I am not an advocate for using leverage to compel addicts into rehab. ( been there/done that) Treatment and rehab are not magic cures. At best, they can teach a highly motivated addict the tools of recovery. It's up to the addict to use those tools or not. Does not sound like he is ready. That's his choice.

Keep in mind he is not using dope at you or the family. It's not personal. It just feels that way, right now. We do not have the power to fix other people.

Kindeyes 01-18-2012 08:53 AM

How do you help your brother? You help yourself first. It's just like the flight attendants on airplanes say......if those little masks fall down, put yours on first.

The addicts best tool to maintain his/her hostages (that's you, your parents and other family members) is fear. Just like a terrorist. Fear is their tool to get the hostages to do what they want them to do.


He continues to convince my parents to give him money by saying he owes money to people who will kill him if he doesn't pay them. He has also gone so far as to say they would kill us and we are in danger. If they tell him they won't give him money (usually he asks for $500-$700) he threatens to go out and rob people or kill himself or someone else.
You provided a perfect example of how the terrorist manipulates the hostages. In the case of an addict, they use our love as the catalyst to envoke that fear. My AS does this regularly. My XAH used the same tactics. Why do they do it? Because it works.

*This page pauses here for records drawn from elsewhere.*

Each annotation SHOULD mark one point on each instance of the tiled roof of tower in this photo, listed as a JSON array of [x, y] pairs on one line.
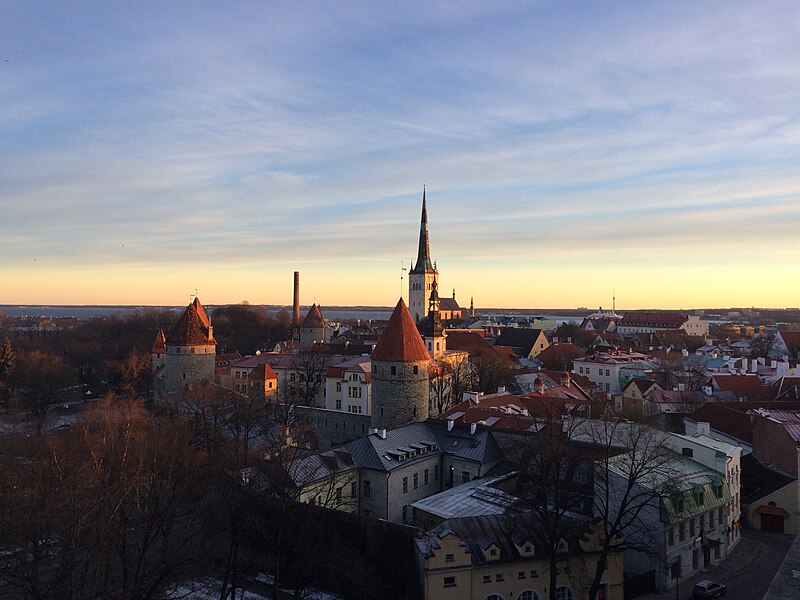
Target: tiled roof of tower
[[191, 329], [160, 345], [314, 318], [400, 341], [201, 312]]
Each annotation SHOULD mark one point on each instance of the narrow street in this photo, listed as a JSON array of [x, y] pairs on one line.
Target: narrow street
[[747, 573]]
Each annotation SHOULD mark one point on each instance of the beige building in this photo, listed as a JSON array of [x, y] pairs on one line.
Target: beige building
[[501, 557]]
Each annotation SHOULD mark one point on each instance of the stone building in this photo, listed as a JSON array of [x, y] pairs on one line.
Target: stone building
[[186, 356], [399, 373]]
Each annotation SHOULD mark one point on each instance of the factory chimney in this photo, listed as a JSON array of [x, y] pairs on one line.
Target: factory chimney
[[296, 301]]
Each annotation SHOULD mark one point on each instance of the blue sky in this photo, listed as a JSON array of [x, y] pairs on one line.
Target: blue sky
[[568, 148]]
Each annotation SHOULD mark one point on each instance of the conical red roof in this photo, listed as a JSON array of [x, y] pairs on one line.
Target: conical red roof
[[192, 328], [314, 318], [400, 341], [160, 345]]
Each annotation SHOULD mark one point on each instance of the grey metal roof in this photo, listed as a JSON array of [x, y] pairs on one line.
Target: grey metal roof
[[375, 452]]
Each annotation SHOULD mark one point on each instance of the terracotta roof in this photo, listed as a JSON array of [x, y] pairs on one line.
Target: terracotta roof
[[314, 318], [160, 345], [400, 341], [672, 320], [191, 329], [744, 386], [262, 372]]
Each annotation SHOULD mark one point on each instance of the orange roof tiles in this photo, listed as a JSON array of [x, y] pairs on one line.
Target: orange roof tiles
[[400, 341]]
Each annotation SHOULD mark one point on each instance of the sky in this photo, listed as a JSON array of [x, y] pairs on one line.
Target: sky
[[571, 151]]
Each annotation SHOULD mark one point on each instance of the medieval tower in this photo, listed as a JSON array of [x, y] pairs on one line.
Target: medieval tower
[[423, 273], [399, 373], [187, 355]]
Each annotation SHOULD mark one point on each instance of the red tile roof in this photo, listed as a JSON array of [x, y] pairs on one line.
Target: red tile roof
[[160, 345], [672, 320], [314, 318], [400, 341], [192, 329]]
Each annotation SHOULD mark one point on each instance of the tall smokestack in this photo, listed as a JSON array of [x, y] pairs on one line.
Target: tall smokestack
[[296, 301]]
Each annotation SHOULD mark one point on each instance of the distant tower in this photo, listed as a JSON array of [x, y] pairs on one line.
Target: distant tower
[[399, 373], [432, 328], [190, 350], [421, 276], [312, 329]]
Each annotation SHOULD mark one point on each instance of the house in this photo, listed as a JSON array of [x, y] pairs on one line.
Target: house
[[630, 403], [502, 556], [649, 322], [685, 525], [611, 370]]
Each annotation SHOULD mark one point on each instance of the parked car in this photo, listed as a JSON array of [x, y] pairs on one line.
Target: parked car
[[708, 589]]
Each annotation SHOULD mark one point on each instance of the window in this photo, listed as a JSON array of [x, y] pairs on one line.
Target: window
[[564, 593]]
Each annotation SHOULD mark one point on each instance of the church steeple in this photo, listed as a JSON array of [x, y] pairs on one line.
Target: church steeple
[[423, 264]]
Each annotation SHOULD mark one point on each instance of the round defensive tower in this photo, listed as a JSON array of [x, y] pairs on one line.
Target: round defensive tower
[[400, 385], [190, 349]]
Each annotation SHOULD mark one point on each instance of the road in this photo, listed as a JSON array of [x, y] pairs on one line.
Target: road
[[747, 573]]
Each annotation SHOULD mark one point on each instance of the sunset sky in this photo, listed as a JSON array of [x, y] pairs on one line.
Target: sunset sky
[[569, 149]]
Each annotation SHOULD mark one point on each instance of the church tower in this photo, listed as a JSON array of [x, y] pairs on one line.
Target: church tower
[[399, 373], [432, 328], [423, 273]]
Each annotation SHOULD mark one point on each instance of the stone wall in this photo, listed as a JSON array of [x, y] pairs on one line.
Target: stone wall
[[333, 427]]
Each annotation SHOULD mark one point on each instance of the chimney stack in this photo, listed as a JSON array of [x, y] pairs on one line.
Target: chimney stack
[[296, 301]]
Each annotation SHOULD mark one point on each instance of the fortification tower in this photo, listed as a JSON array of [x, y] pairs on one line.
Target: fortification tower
[[190, 350], [423, 273], [400, 386]]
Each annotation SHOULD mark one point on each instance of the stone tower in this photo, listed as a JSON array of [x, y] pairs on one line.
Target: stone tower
[[190, 350], [433, 332], [423, 273], [400, 386], [312, 329]]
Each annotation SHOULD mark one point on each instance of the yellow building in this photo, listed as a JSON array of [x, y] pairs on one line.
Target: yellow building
[[501, 557]]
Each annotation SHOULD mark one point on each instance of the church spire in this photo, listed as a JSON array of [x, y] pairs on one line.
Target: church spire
[[423, 264]]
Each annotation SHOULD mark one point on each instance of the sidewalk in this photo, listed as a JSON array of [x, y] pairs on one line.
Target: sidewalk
[[744, 555]]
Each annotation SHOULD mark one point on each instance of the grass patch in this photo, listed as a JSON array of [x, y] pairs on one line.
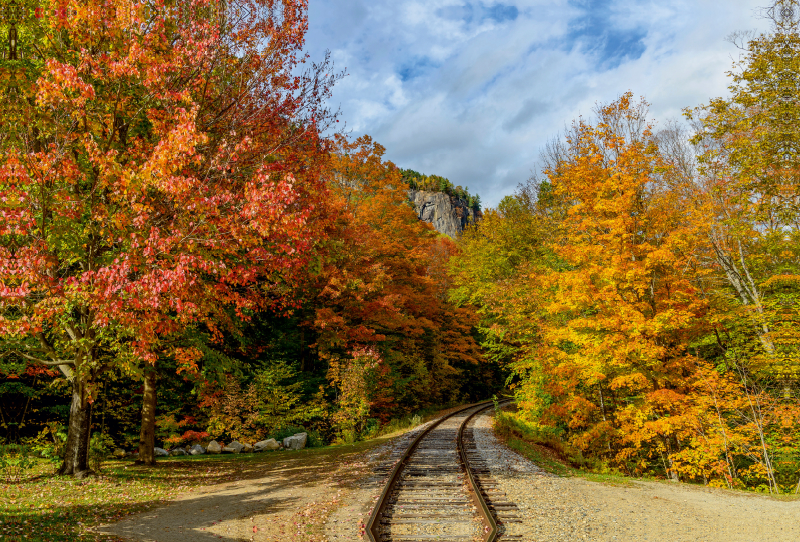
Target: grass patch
[[45, 507]]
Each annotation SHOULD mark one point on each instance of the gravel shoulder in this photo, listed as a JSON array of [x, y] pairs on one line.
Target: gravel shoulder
[[562, 509], [329, 496]]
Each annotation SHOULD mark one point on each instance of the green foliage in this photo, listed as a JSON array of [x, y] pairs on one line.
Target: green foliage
[[15, 460], [49, 443], [100, 447]]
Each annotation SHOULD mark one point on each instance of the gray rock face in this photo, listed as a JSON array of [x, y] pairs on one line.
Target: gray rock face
[[448, 215], [296, 441], [266, 445]]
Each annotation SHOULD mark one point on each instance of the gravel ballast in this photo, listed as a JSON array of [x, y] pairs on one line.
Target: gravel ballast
[[566, 509]]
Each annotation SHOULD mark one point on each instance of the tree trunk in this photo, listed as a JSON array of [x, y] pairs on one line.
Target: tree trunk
[[76, 452], [147, 435]]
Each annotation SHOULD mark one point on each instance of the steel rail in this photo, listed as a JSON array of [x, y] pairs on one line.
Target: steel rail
[[474, 490]]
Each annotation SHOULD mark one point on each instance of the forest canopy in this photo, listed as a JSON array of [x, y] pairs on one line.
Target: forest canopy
[[644, 287]]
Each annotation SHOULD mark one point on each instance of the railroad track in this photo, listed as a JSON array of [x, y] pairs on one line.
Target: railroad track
[[440, 489]]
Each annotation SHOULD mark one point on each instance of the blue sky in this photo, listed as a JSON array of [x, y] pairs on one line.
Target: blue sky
[[472, 90]]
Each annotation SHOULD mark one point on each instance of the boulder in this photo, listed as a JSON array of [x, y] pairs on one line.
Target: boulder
[[235, 446], [269, 445], [296, 441]]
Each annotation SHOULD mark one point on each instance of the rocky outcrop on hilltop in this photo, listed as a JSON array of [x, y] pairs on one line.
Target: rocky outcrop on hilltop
[[448, 214]]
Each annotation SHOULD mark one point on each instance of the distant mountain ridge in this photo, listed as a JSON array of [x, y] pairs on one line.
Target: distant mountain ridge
[[437, 201], [448, 214]]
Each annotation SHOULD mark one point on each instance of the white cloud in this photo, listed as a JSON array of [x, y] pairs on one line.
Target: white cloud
[[465, 90]]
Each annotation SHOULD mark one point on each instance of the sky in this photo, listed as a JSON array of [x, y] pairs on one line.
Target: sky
[[473, 90]]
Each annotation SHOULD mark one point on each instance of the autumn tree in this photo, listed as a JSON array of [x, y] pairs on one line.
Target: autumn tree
[[164, 177], [381, 288]]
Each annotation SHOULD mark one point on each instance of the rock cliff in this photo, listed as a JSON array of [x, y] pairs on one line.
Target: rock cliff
[[448, 214]]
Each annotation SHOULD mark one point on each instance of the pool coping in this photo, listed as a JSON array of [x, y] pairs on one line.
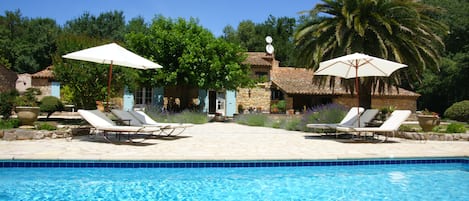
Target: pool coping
[[223, 163]]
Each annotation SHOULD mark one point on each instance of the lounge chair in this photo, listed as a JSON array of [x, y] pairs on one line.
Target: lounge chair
[[391, 125], [349, 120], [140, 118], [101, 122], [365, 117]]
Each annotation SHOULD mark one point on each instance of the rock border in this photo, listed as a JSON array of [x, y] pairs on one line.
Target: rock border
[[31, 134], [434, 136]]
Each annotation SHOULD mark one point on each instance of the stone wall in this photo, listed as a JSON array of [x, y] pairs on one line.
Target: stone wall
[[42, 84], [257, 98]]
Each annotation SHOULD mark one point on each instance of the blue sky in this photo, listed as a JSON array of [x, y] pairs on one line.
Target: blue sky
[[212, 14]]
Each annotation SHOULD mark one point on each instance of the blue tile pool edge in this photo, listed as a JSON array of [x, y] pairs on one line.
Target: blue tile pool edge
[[222, 164]]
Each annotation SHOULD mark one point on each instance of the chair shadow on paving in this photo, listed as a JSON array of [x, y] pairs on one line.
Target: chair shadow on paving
[[349, 138], [135, 140]]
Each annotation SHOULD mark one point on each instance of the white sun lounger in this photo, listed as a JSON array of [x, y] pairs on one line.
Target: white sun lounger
[[101, 122], [140, 118], [350, 118], [391, 125]]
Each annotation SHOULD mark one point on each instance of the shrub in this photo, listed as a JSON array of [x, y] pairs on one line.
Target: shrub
[[50, 104], [9, 123], [7, 102], [293, 124], [282, 105], [458, 111], [456, 128], [277, 123]]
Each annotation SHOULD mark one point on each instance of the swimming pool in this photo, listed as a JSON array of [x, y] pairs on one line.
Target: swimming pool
[[384, 179]]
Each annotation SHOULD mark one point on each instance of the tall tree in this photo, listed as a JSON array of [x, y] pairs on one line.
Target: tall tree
[[26, 45], [449, 85], [108, 25], [190, 55], [397, 30]]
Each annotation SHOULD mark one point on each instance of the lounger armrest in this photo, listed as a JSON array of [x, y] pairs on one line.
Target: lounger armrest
[[322, 126]]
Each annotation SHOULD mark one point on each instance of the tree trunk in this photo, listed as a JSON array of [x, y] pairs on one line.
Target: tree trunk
[[365, 93]]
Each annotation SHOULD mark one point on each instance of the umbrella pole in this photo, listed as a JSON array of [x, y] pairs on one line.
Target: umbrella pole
[[109, 87], [357, 88]]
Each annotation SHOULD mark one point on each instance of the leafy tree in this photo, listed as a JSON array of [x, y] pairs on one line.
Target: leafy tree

As soon as it is made clear that the fear tactics are no longer going to work and firm boundaries are in place (that's the part where the hostages begin helping themselves first), the terrorist has lost his most effective weapons. He/she may "up" the ante in order to gain control again. That is how addiction works.

This is why it is important to recognize and identify what we are feeling when dealing with the addict. If we are feeling FEAR, PITY, ANGER, SHAME or GUILT, that's our cue that the addict's tactics are at work.

Right now you are not in the middle of the chaos (thats a good thing--distance allows perspective) but it is very painful to know that others you love are in the middle of the battlefield.

Back to your original question.....how can you help your brother? Get help for yourself. Where is that help available? It is available for free in the rooms of Al-Anon and Nar-Anon. If nothing else, the literature available from those resources will help you understand the dynamics of addiction and the family.

You, your family, and your dear brother will be in my prayers.

gentle hugs
ke

hummingbird2 01-18-2012 09:34 AM

Thank you for all the replies, they are already very helpful. I am showing my family everything you guys have said and I have found a Nar-Anon meeting right near where I live and I will try to get myself to go, I'm just a little nervous about it, but I know I won't regret it. I can't thank you enough for your advice and support!

EJG123 01-18-2012 03:57 PM

Hummingbird- You have received some good advice here. I have a 24 yr old daughter who is an addict, and 21 yr old son who is away at college. The hardest thing we ever had to do was make our daughter move out over a year ago. I credit my son with having the clarity to know that we needed to stop enabling his sister and the maturity to tell us so. It was a relief knowing that he wasn't going to condemn us if we made his sister leave. He still loves his sis, but for now, he just prays for her and supports us in our recovery from the craziness that addiction brought into our lives. I will pray for your family. Stay strong.